We call them elegant solutions, and they really are. For instance, airplane designers took into account the swan's flight, the position of its neck stretched forward, or the "beak of duck," an aerodynamic solution adopted by high-speed trains. The case of the Eiffel Tower building is also a fantastic one, made with especially dense material, iron, but organized in a way that the final structure is light, imitating bone structure and some marine microskeletons, such as the radiolarians.

The research in biomimetic systems, based on polymeric materials, present lots of possibilities for the future, some of them are already or almost available in the market. One of the most followed properties in the polymers world is the formation of self-cleaning and highly hydrophobic surfaces.

Applications related to industries like building or automotive require surfaces cleaned of dust, dirt and repellent to water. Super-hydrophobicity properties are not easy to get.

Nevertheless, we can not miss the known as "lotus effect." Who doesn't remember childhood series like "Maya the Honey Bee" or "The World of David the Gnome" that featured enormous rocio dewdrops rolling by the leaves without being broken down to the ground?

These plants keep the surface clean of dirt, insects, pollution and strange particles by making a complex and rough microtopography formed by natural wax crystals. This particular structure avoids the water adherence in its surface. The placed drops roll catching any organic remain or particle.

There exists a huge number of techniques available in order to proportion this microtopography in any plastic surface. One of the most popular ones includes the depositing of silica nanoparticles through CVD or lithography techniques. Another way is the creation of microroughnesses through a conveniently treated cast in order to proportion that superficial structure. And many more.

The sportive swimsuit and its influence in worldwide brands was a kind of application that was questioned and highly controversial some years ago. Inventions related to biomimetism are joined apart from the already known increased overall polyurethane buoyancy.

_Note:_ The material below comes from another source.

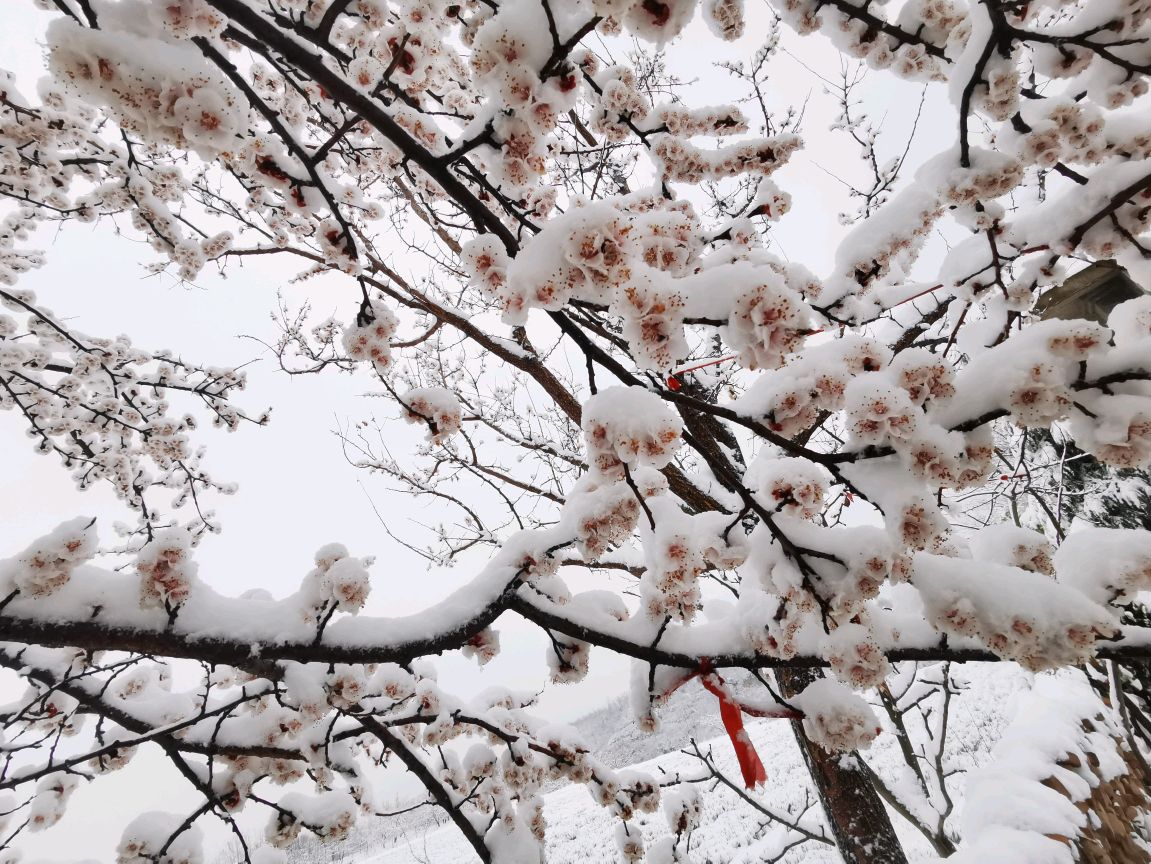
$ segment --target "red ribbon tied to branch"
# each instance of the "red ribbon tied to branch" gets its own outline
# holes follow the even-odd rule
[[[767,782],[767,769],[763,767],[763,760],[755,752],[755,745],[747,736],[743,728],[743,711],[723,686],[723,679],[712,672],[701,675],[699,683],[719,699],[719,719],[723,721],[723,728],[727,730],[727,737],[731,739],[731,746],[735,748],[735,760],[739,763],[739,770],[743,774],[743,785],[754,789]]]
[[[803,714],[787,705],[773,705],[770,708],[758,708],[740,702],[727,688],[727,683],[711,665],[711,661],[704,658],[700,661],[699,669],[692,672],[678,684],[671,688],[667,695],[678,690],[692,678],[699,678],[703,688],[719,700],[719,719],[723,721],[723,728],[727,730],[727,737],[731,739],[731,746],[735,749],[735,759],[739,763],[740,773],[743,774],[743,785],[754,789],[767,782],[767,769],[763,767],[763,760],[751,743],[751,738],[743,726],[743,715],[749,717],[785,717],[798,719]]]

The "Riblet effect" makes reference to the shark’s skin, which has microscopic denticles that resemble vertical vortexes and spirals on water, avoiding the apparition of low-pressure areas and turbulent flows. In sum, it reduces the resistance by water friction. Similar solutions have served to develop both swimsuits based on the "shark’s skin," hulls of sportive boats and new research applications in wind tunnels for aerospace and automotive structures that would reduce consumption.

It is also interesting to talk about a natural structure that is an example and summary of excellent mechanical properties. We are talking about mother of pearl.

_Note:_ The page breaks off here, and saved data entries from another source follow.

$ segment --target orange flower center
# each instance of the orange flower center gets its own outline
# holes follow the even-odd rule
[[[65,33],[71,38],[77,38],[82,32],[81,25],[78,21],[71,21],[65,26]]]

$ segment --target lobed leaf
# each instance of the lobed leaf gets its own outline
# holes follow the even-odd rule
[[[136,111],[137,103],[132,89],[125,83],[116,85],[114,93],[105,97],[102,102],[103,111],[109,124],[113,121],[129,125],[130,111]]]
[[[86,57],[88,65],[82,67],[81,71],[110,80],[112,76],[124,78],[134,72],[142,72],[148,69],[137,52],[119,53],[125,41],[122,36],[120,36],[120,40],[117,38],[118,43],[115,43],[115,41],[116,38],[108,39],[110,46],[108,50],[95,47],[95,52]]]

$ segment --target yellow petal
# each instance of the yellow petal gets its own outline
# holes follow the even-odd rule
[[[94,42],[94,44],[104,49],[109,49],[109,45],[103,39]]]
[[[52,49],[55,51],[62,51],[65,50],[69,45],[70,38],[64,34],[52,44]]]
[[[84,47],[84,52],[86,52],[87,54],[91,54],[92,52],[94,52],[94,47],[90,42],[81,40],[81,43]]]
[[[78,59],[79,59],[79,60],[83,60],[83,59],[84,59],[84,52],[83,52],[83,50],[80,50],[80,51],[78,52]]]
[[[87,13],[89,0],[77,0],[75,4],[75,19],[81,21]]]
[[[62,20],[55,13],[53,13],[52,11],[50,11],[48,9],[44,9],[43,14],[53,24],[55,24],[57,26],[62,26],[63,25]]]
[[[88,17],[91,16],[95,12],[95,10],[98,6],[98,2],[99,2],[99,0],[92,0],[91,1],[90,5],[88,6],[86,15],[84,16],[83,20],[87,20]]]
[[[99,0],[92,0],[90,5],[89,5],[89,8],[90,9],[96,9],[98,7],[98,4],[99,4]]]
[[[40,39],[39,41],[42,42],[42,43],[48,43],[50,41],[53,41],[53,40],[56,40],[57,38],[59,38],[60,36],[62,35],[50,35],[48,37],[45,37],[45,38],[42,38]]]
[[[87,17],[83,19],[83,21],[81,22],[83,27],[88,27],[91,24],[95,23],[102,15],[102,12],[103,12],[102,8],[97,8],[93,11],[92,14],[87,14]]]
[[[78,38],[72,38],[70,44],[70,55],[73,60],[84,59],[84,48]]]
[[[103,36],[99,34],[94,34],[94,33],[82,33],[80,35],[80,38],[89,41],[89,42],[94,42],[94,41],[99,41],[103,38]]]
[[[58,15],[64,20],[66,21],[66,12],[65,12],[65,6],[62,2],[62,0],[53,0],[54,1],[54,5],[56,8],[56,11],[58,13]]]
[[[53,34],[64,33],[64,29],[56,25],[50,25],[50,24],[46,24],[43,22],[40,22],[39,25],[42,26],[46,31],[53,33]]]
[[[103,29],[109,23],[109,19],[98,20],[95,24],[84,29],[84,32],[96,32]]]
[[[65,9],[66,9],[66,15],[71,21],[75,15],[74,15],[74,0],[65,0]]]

This structure consists of a high alignment of aragonite, surrounded by a protein that acts as an adhesive as a brick wall. The result is a material with a high number of mechanical and barrier provisions. These natural properties have been imitated through techniques of deposition in plastic or metallic surfaces called “layer-by-layer”. This strategy supposes the preparation of surfaces with 100-500 layers of nanoclays, with a polymer as adhesive (the "brick" that we have mentioned).

The main problem of this application is to scale-up the process of "layer-by-layer" to an industrial level. However, we already can find a commercial application: NANOBRICK.

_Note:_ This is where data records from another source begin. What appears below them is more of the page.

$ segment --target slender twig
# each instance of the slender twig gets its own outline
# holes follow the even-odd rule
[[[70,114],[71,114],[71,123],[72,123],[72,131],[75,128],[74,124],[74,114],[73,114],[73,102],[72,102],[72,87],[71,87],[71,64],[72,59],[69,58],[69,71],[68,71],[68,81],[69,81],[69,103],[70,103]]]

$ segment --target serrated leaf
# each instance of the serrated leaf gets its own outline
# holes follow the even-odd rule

It is a solution like the one we are talking about, where a 100-nanometer film is deposited, completely transparently, above a traditional PET layer. We get barrier properties up to 100 times higher than other traditional coatings, such as the silicon oxides used in PET bottles or the metallic multi-layers that we can find in the flexible packagings for snacks.

If we could add titanium dioxide nanoparticles or other metal oxides, we would proportion ultraviolet and microbial resistance, which would be remarkable for applications in packagings. But this is other material.

We could keep talking about this topic, discussing promising artificial corneas with hydrogels, or bone coatings with chitosan, or wood structures with nanocelluloses disposed through the "layer-by-layer" technique, or innovative microsensors in textiles based on the solution of the human skin, or the silk of spiders by electro-spinning techniques and many other applications. But the general idea is really clear: Most of the time, the solutions of nature are the most intelligent and efficient. We only have to copy, simulate and improve them.